Afiando o serrote

Certo dia estava um senhor junto do seu neto, que olhava com olhos curiosos os afazeres do avô. O senhor estava cortando madeiras fazendo uso de um serrote e, ao perceber que a ferramenta não estava desempenhando sua função a contento, parou de cortar e pôs-se a afiá-la.

Foi então à sua garagem buscar uma lima triangular. Aqui talvez caiba explicar ao douto leitor algo que o menino não sabia aquela altura. Diferentemente do modo como se afia uma faca, que tem a lâmina reta, para se afiar um serrote usamos uma lima triangular para moldar novamente os dentes do serrote. Para isso é necessário passar a lima em todos os dentes, um por um, para que eles fiquem pontiagudos, pois à medida que o serrote é usado, seus dentes ficam arredondados.

Olhando aquela atividade que, aos olhos de um garoto, parecia demorada e entendiante, o neto disse ao seu avô:

- Nossa, é preciso muita paciência para fazer isso ai.

De pronto o avô respondeu, do alto da sabedoria que a idade lhe concedeu:

- Meu filho, é preciso paciência para tudo nesta vida.

Tal evento ficou marcado na cabeça do menino, que, ao crescer, jamais esqueceu aquela lição que brotou de momento, advinda das verdades da vida. Foi um momento onde o fato real, que não havia sido percebido ainda, tornou-se evidente e mudou todo o futuro do discípulo.

Em um mundo onde um evento que demanda mais que um dia para ser concluído já é considerado demorado, aquele menino pode perceber a impaciência dos tempos modernos e tentou, com muita limitação e pouco sucesso, aplicar à sua vida o ensinamento do avô. Ao final aquela pequena paciência que, aliás, não era sua de origem, permitiu-lhe sair um pouco da loucura reinante e entender que se o resultado demora 20 anos, ainda assim, sob algum aspecto, pode também ser este prazo considerado curto.

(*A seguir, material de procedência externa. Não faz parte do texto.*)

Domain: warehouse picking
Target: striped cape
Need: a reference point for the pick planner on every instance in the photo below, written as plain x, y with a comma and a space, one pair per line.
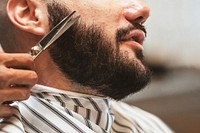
49, 110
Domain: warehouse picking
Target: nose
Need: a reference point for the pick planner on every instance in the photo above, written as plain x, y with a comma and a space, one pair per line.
137, 12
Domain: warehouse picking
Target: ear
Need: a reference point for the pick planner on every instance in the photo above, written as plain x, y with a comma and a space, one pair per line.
28, 15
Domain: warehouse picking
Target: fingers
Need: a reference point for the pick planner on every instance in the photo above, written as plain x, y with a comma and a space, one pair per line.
16, 80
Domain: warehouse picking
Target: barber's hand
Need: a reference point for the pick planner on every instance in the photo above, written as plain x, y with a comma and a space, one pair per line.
16, 80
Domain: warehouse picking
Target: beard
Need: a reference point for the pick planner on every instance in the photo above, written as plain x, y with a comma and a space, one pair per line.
87, 56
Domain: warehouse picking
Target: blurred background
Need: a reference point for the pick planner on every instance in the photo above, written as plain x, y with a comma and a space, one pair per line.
172, 49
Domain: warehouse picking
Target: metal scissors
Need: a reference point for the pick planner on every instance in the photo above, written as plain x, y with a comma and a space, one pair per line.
53, 35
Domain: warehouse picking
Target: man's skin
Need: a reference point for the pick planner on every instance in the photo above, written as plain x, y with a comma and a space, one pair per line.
27, 22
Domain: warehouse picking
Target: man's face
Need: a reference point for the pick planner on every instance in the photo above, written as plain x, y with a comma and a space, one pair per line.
103, 51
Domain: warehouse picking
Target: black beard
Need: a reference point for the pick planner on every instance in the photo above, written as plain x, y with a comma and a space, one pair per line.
87, 56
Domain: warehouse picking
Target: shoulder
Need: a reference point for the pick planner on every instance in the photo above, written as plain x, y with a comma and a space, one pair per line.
137, 119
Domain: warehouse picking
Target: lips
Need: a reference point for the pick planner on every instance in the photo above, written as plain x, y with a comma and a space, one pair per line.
136, 36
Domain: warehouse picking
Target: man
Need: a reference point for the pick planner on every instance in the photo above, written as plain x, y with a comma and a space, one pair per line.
97, 60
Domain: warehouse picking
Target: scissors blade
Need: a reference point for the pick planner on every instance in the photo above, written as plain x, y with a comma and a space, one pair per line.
53, 35
62, 30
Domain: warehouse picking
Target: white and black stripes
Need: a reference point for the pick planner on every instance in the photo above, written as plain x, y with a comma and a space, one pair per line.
54, 111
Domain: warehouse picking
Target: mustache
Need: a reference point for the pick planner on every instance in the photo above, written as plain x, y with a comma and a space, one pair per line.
124, 31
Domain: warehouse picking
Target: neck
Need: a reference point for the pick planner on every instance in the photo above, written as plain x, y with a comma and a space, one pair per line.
50, 75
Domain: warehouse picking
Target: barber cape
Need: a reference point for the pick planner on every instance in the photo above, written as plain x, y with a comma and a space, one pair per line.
49, 110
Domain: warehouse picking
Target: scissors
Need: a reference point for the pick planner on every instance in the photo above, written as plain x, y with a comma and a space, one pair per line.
53, 35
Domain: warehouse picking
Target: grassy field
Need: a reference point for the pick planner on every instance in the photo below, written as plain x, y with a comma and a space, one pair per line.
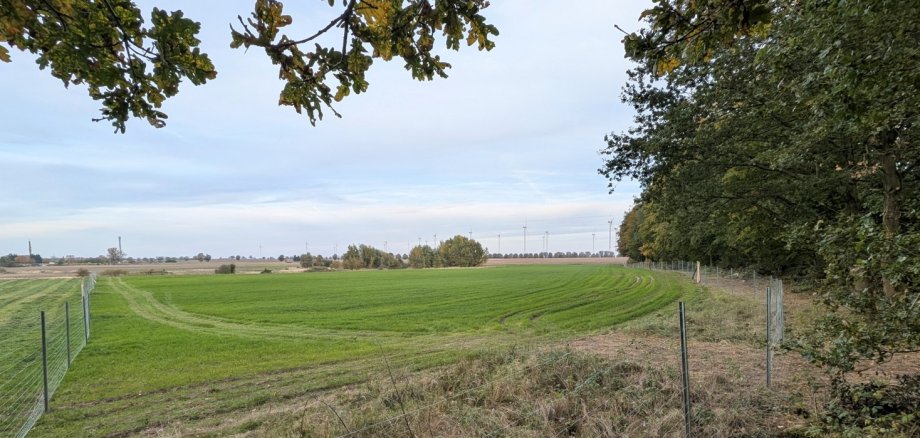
21, 302
190, 353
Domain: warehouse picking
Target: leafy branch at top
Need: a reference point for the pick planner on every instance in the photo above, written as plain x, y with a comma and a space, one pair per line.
106, 45
317, 77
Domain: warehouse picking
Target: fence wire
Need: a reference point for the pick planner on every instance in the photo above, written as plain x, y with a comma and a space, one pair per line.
21, 375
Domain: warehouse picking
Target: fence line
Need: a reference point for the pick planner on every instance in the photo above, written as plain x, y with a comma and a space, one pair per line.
24, 384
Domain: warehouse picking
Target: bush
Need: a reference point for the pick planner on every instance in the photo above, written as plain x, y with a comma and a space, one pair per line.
872, 409
155, 272
114, 272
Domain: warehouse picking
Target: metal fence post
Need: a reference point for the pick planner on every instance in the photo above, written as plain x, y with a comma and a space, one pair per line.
85, 321
44, 360
769, 340
685, 368
67, 328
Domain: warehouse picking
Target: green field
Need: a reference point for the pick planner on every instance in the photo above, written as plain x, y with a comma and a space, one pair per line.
185, 353
21, 302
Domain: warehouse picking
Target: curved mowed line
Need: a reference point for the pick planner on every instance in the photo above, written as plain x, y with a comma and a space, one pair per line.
401, 303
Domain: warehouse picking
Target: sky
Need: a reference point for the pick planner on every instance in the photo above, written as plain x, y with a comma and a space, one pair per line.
511, 138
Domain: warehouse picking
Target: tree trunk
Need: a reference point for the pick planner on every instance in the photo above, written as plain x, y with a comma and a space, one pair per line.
891, 185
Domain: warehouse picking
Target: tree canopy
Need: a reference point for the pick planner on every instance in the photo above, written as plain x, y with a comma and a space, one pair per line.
133, 65
783, 134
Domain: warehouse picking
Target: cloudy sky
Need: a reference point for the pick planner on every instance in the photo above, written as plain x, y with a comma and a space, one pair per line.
511, 138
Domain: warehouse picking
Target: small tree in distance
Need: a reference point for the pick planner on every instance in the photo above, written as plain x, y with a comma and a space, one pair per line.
461, 251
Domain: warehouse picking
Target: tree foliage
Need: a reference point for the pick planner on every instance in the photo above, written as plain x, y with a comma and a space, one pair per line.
460, 251
784, 138
423, 256
133, 65
128, 64
368, 257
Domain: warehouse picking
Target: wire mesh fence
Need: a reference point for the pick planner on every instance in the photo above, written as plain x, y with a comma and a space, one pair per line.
578, 396
43, 327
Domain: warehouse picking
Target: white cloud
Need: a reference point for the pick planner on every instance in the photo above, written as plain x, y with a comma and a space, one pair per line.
511, 135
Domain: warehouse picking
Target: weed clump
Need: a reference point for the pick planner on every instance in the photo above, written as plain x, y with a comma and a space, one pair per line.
114, 272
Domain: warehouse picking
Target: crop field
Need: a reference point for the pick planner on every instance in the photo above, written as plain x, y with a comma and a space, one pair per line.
194, 354
21, 302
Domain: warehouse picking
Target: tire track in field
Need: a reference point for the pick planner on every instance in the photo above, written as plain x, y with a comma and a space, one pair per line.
145, 305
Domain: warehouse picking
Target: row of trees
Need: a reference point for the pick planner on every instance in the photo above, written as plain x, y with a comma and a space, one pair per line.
11, 260
783, 134
457, 251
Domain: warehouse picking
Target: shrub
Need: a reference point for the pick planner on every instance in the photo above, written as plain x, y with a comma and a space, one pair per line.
114, 272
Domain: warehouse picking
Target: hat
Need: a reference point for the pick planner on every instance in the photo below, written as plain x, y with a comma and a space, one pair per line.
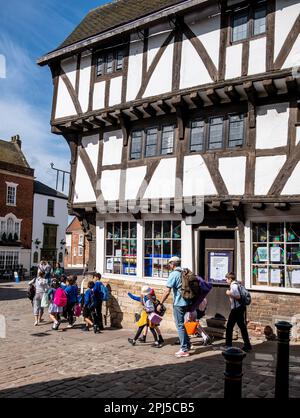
174, 260
146, 290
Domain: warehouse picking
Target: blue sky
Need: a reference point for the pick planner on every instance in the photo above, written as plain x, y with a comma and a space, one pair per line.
28, 30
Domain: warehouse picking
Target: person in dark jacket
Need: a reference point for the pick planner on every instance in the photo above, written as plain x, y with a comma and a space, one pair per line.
72, 295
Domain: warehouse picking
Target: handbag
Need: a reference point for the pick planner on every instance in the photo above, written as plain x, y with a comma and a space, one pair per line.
45, 301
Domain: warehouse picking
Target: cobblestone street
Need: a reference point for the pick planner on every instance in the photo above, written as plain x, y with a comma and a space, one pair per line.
39, 362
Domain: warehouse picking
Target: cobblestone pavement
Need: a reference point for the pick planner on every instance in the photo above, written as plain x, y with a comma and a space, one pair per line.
39, 362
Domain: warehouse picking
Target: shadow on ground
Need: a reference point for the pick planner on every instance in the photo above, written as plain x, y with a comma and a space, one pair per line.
199, 378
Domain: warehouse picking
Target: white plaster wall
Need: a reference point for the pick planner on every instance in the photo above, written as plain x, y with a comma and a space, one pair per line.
40, 206
69, 66
84, 84
187, 247
193, 71
64, 105
196, 177
115, 91
257, 56
134, 179
233, 171
162, 184
84, 191
135, 66
293, 184
266, 171
161, 80
110, 184
99, 95
91, 145
286, 14
272, 125
293, 59
234, 61
112, 147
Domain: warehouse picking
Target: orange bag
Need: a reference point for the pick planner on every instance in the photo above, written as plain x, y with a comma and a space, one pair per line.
191, 327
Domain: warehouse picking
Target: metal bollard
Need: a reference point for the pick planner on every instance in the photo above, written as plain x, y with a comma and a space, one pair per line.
233, 373
282, 366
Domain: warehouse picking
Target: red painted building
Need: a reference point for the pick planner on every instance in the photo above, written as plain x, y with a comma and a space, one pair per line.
16, 206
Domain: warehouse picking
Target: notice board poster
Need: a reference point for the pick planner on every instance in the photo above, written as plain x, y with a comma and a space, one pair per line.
219, 264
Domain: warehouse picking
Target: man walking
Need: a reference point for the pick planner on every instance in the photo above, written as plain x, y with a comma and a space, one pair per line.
237, 313
179, 305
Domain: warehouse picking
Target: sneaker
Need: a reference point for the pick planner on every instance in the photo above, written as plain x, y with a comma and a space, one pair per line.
182, 354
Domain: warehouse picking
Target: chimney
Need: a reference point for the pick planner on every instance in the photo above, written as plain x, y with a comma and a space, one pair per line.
16, 140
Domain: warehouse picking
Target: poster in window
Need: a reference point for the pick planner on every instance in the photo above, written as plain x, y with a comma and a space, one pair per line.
262, 275
262, 254
219, 264
275, 276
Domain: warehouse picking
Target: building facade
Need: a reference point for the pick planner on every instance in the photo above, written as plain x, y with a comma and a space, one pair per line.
50, 219
77, 246
183, 122
16, 203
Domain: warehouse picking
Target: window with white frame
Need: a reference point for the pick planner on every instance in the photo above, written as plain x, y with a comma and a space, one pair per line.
9, 259
121, 248
11, 194
276, 254
162, 241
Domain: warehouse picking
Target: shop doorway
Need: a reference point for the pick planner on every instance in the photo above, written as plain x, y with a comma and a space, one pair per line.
217, 256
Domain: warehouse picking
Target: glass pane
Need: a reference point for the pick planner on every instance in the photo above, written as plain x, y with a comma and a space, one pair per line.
259, 232
117, 231
109, 247
157, 229
177, 229
109, 228
148, 248
133, 230
197, 136
167, 249
167, 140
157, 248
167, 229
148, 230
176, 248
260, 13
151, 142
236, 131
277, 254
293, 232
260, 275
125, 230
293, 254
260, 253
136, 145
215, 140
276, 232
240, 25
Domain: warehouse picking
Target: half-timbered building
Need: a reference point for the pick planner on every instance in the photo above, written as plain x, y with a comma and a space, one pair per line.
169, 99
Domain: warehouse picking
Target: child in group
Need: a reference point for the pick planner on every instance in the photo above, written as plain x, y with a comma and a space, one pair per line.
54, 310
72, 295
89, 311
147, 301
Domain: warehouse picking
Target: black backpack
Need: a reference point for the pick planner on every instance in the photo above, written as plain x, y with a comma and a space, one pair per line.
31, 292
190, 288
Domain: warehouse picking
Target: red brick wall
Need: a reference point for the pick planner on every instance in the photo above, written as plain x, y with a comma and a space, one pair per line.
24, 208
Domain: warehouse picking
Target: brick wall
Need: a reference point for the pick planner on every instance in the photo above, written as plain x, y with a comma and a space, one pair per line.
24, 208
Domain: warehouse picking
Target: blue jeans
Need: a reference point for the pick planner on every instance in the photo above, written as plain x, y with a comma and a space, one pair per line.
179, 312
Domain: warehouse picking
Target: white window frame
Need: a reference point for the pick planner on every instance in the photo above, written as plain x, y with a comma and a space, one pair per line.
14, 187
248, 254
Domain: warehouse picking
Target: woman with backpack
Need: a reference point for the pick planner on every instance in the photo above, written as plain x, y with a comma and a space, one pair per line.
41, 287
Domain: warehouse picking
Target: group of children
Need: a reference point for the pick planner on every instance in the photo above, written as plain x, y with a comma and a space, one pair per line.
148, 319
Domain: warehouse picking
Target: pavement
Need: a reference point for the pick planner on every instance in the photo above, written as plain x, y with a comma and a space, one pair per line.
41, 363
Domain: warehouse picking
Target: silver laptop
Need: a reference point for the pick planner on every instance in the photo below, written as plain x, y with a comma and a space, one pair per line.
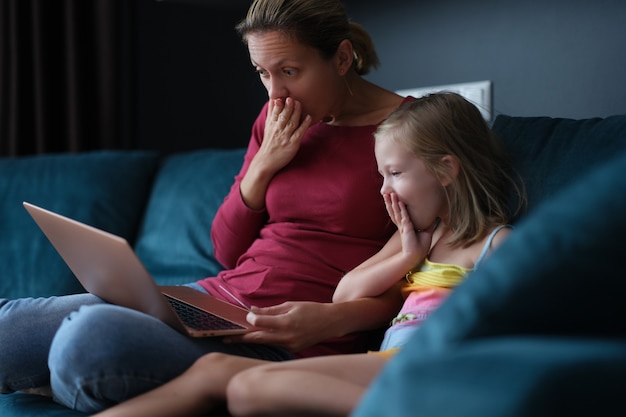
107, 266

O filósofo Roger Scruton, que eu conheci recentemente (conheci por suas entrevistas, visto que ele mora na a uns 5.000 Km da minha casa) disse que a arte consegue, de certa forma, redimir os nossas tristezas e feiuras ao transformá-las em algo belo. O menino da história sou eu e o avô é o senhor Luiz Alves da Costa, falecido na última semana, sendo ela uma humilde tentativa de transformar em arte e consolação, para mim e para quem mais ler, a morte de um ente querido de tamanha importância que, caso não tivesse existido, não existiria este também, além de prestar homenagem à uma pessoa que, apesar dos seus defeitos, fez muito mais que eu com muito menos do que eu tenho.

Um abraço a todos.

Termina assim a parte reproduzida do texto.